Like a Dog to Water
Hydrotherapy & Swimming Lessons For Dogs
Contrary to popular belief, not all dogs can swim. Yes, breeds like the Golden Retriever, Labrador Retriever, and Portuguese Water Dog, bred to work in the water, are often natural-born swimmers and drawn to water. However, most dogs are not natural swimmers and need to be trained before they are completely comfortable being in the water. Top heavy, brachycephalic, or short-legged breeds, such as Bulldogs, can have particular difficulty staying afloat and may require a swim vest.
What does it take to train your dog how to swim? “Tons of patience, that’s the number one rule. You cannot throw your dog in the water and expect them to just be okay,” says Kya Bam, an instructor and dog trainer at Dog Swim Vancouver.
Charlette the Pit Bull
The key is creating a positive environment for your dog through finding ways to make swimming fun and ensuring they actually want to be in the water, says Bam.

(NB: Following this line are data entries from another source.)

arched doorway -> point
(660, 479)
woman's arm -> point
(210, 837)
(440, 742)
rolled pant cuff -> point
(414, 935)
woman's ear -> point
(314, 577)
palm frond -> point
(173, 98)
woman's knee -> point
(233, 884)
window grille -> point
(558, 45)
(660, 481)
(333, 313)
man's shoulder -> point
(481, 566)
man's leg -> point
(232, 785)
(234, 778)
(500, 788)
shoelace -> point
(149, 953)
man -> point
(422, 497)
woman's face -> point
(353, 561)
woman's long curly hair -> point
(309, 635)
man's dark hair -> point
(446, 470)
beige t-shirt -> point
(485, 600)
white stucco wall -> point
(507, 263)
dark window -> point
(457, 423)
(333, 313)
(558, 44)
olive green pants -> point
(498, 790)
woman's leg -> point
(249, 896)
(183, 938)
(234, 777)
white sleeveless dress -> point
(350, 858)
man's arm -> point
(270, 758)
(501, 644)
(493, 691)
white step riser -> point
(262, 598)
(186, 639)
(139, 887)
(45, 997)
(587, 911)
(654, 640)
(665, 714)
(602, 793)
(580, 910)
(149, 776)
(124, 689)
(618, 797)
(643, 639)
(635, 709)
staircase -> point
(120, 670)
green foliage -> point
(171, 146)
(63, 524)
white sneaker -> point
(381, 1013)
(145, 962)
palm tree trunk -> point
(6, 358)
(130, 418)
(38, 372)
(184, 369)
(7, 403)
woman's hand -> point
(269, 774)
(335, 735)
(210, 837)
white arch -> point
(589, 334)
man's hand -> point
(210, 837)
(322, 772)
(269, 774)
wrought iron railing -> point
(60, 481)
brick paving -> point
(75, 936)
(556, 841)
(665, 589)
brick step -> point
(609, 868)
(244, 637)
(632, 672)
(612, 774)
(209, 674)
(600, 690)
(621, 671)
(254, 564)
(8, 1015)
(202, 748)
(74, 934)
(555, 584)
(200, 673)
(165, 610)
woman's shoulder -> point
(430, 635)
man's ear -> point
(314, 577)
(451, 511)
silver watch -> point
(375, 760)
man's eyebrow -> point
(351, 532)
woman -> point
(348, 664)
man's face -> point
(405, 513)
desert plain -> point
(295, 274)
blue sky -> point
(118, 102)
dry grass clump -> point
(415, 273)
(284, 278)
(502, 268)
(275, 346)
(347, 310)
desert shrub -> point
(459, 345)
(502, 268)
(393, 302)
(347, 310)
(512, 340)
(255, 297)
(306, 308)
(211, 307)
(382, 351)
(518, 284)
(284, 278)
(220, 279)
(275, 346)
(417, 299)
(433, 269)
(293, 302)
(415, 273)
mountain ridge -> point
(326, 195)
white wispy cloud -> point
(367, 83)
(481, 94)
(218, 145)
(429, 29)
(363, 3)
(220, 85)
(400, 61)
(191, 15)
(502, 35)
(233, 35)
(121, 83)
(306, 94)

Paying attention to your dog’s body language during training sessions is crucial. If they are scared or uncomfortable in any way, it will not be a positive experience and they will become afraid of the water.

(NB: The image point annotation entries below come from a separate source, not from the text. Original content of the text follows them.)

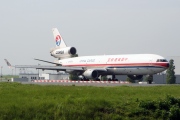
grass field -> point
(19, 101)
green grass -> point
(19, 101)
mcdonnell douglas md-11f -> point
(91, 67)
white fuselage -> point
(127, 64)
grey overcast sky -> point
(94, 27)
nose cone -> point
(167, 65)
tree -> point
(170, 74)
(149, 78)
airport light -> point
(1, 72)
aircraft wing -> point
(58, 68)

“Find their favourite toy and find what motivates them,” suggests Bam, adding, “It is very difficult to teach a dog who is not food motivated or toy motivated because what we want to do is make sure they want to swim. Get in the water with them, make sure they know it is okay, and take your time.”
Border Collie Luna with swim instructor Kya Bam.
Why Teach Your Dog to Swim?
Swimming is a great skill for dogs to have in case of an emergency, as a confidence booster, and as a low-impact form of exercise. Swimming can also help dogs rehab from injury. According to the American Kennel Club, hydrotherapy can be beneficial for dogs with neurological problems, ACL issues, and other orthopedic injuries or conditions, as well as those dealing with post-surgical healing and recovery, desired weight loss, and metabolic conditions like Cushing’s and diabetes that can cause muscle atrophy [source]. It’s also great for senior dogs in general.
“Hydrotherapy is beneficial for older dogs because when they are between the ages of 10 to 15 years old, they start to have a lot of pain in their joints and muscles. It is easier for them to get the exercise they need without having to stand and have gravity pull them down,” explains Bam.
During hydrotherapy sessions, the handler is ensuring the dog is moving their legs and joints properly and creating slight resistance as the dog swims to make sure they are getting the right form of exercise.
“Hydrotherapy is different from just a regular swim because an instructor is making sure the dog is doing a constant swim for 30 to 45 minutes in a safe way,” says Ed Light, owner of Dog Swim Vancouver.
If you are thinking about trying hydrotherapy sessions at home, be patient with your pup and work in a safe, isolated environment to keep them comfortable and focused, he advises.